Agregó que este problema se presentó a partir de la década de los 90 y por estadísticas se sabe que la migración era de forma individual, pero a partir de 2013 el desplazamiento comenzó a ser masivo en la entidad.

Éxodo imparable

Recientemente, el párroco de la sierra tarahumara Manuel Granados Ávila dijo que hay un éxodo imparable de familias hacia las ciudades, donde se está creando un problema mayor porque los asentamientos (a donde llegan a vivir) se han vuelto insuficientes.

Habitantes de poblados como El Alamillo, cercano al municipio de Madera, ubicado en los límites con Sonora, dijeron que fueron de los últimos en salir. Sólo los mayores se quedan encerrados en sus casas y salen temerosos a sembrar maíz, frijol y otros productos para no morirse de hambre.

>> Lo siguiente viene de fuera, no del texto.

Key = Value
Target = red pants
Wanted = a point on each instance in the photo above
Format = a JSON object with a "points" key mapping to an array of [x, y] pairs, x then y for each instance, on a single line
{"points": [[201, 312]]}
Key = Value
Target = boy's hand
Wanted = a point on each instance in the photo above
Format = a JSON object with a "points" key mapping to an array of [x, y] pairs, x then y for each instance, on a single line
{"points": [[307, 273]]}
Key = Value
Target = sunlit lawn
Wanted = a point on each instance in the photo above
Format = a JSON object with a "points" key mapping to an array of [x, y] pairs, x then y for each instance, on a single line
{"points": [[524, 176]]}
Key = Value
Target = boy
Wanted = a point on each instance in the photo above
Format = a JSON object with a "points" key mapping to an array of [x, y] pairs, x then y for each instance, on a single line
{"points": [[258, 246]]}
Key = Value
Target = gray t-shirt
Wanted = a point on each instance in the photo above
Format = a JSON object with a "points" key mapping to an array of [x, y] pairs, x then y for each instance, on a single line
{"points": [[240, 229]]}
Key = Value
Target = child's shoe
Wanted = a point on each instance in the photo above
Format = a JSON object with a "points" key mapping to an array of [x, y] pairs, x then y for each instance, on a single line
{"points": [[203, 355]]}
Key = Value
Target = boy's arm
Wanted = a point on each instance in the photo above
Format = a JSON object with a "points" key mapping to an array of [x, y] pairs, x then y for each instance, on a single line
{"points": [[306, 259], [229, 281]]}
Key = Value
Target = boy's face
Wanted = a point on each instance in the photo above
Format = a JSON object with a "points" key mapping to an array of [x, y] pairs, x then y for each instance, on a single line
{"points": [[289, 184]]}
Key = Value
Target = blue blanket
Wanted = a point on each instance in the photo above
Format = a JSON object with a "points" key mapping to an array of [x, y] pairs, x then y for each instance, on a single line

Mateo, de 35 años de edad, asentado en la colonia Anapra, una con los mayores índices de marginación en Juárez, refirió que llegó con sus cuatro hijos, su esposa, su suegra y madre. Afortunadamente mi mujer y yo encontramos trabajo en la maquila, pagan poco, pero alcanza para comer y mis niños pueden ir a la escuela, porque en El Alamillo estaba cerrada.

Puerto Palomas, ubicado en la región noreste del estado, es otra población fantasma, pues de recibir cientos de indocumenta-dos para cruzar la zona, los grupos fueron desplazados por bandas de narcotraficantes de La Línea y del cártel de Sinaloa que se disputan la plaza.

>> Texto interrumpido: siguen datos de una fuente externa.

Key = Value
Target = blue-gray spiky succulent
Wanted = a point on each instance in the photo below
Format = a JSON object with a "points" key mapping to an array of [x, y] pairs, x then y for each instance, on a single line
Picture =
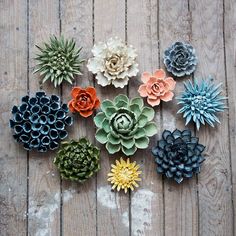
{"points": [[201, 101], [40, 122], [180, 59], [178, 155]]}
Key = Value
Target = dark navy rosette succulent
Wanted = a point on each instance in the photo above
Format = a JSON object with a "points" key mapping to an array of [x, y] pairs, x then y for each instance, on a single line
{"points": [[180, 59], [178, 155], [40, 122]]}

Raúl Méndez, de Madera, quien también vive en Juárez, mencionó que en los municipios de Madera, Gómez Farías y la región serrana existen muchos pueblos fantasmas porque sus habitantes se fueron por la violencia, dejaron muebles y propiedades todo por miedo.

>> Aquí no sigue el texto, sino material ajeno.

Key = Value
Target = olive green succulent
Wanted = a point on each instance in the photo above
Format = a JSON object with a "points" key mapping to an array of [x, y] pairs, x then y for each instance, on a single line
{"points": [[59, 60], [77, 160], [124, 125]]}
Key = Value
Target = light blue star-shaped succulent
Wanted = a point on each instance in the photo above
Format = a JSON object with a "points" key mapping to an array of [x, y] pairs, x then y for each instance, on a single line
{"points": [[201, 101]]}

Las carreteras, caminos y brechas de poblaciones como Las Varas, Madera, Temósachi, Ignacio Zaragoza y Gómez Farías hasta Buenaventura son vigiladas por integrantes de grupos criminales, y de vez en cuando por agentes policiacos.

En 2016 la Comisión Mexicana de Defensa y Promoción de los Derechos Humanos dijo que Chihuahua es uno de los estados con más personas desplazadas por la inseguridad generada por el crimen organizado, con las consecuentes violaciones a los derechos humanos.

Ese año la entidad registró tres eventos de desplazamientos masivos (la movilización simultánea de 10 o más núcleos familiares). Un total 4 mil 747 personas abandonaron su lugar de residencia en el estado.

De 12 mil, quedan 4 mil

En los municipios de Práxedis G. Guerrero y Guadalupe Distrito de Bravo disminuyó el número de habitantes; el segundo contaba con alrededor de 12 mil personas y ahora no tiene más de 4 mil, de acuerdo con las autoridades locales, quienes manifestaron que el éxodo se debió a las disputas entre los cárteles que pelean el control de la región ubicada cerca del río Bravo, el cual les permite cruzar drogas e indocumentados.